A team at Rockefeller led by Ali Brivanlou, the Robert and Harriet Heilbrunn Professor, developed a system to model Huntington's in human embryonic stem cells for the first time. In a report published in Development, they describe early abnormalities in the way Huntington's neurons look, and how these cells form larger structures that had not previously been associated with the disease.
"Our research supports the idea that the first domino is pushed soon after fertilization," Brivanlou says, "and that has consequences down the line. The final domino falls decades after birth, when the symptoms are observable."
The findings have implications for how to best approach treating the disorder, and could ultimately lead to effective therapies.
A new tool
Huntington's is one of the few diseases with a straightforward genetic culprit: One hundred percent of people with a mutated form of the Huntingtin (HTT) gene develop the disease. The mutation takes the form of extra DNA, and causes the gene to produce a longer-than-normal protein. The DNA itself appears in the form of a repeating sequence, and the more repeats there are, the earlier the disease sets in.
Research on Huntington's has thus far relied heavily on animal models of the disease, and has left many key questions unanswered. For example, scientists have not been able to resolve what function the HTT gene serves normally, or how its mutation creates problems in the brain.
Suspecting that the disease works differently in humans, whose brains are much bigger and more complex than those of lab animals, Brivanlou, along with research associates Albert Ruzo and Gist Croft, developed a cell-based human system for their research. They used the gene editing technology CRISPR to engineer a series of human embryonic stem cell lines, which were identical apart from the number of DNA repeats that occurred at the ends of their HTT genes.

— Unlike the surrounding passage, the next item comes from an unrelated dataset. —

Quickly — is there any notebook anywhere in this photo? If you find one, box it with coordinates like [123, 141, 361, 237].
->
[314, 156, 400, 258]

"We started seeing things that were completely unexpected," says Brivanlou. "In cell lines with mutated HTT, we saw giant cells. It looked like a jungle of disorganization."
When cells divide, they typically each retain one nuclei. However, some of these enlarged, mutated cells flaunted up to 12 nuclei—suggesting that neurogenesis, or the generation of new neurons, was affected. The disruption was directly proportional to how many repeats were present in the mutation: The more repeats there were, the more multinucleated neurons appeared.
"Our work adds to the evidence that there is an unrecognized developmental aspect to the pathology," Brivanlou says. "Huntington's may not be just a neurodegenerative disease, but also a neurodevelopmental disease."
Toxic or essential?
Treatments for Huntington's have typically focused on blocking the activity of the mutant HTT protein, the assumption being that the altered form of the protein was more active than normal, and therefore toxic to neurons. However, Brivanlou's work shows that the brain disruption may actually be due to a lack of HTT protein activity.
To test its function, the researchers created cell lines that completely lacked the HTT protein. These cells turned out to be very similar to those with Huntington's pathology, corroborating the idea that a lack of the protein—not an excess of it—is driving the disease.
The findings are significant, Brivanlou notes, since they indicate that existing treatments that were designed to block HTT activity may actually do more harm than good.
"We should rethink our approach to treating Huntington's," he says. "Both the role of the HTT protein and the timing of treatment need to be reconsidered; by the time a patient is displaying symptoms, it may be too late to medicate. We need to go back to the earliest events that trigger the chain reaction that ultimately results in disease so we can focus new therapies on the cause, not the consequences."
The researchers hope their new cell lines will be a useful resource for studying the cellular and molecular intricacies of Huntington's further, and suggest they may provide a model for examining other diseases of the brain that are specific to humans.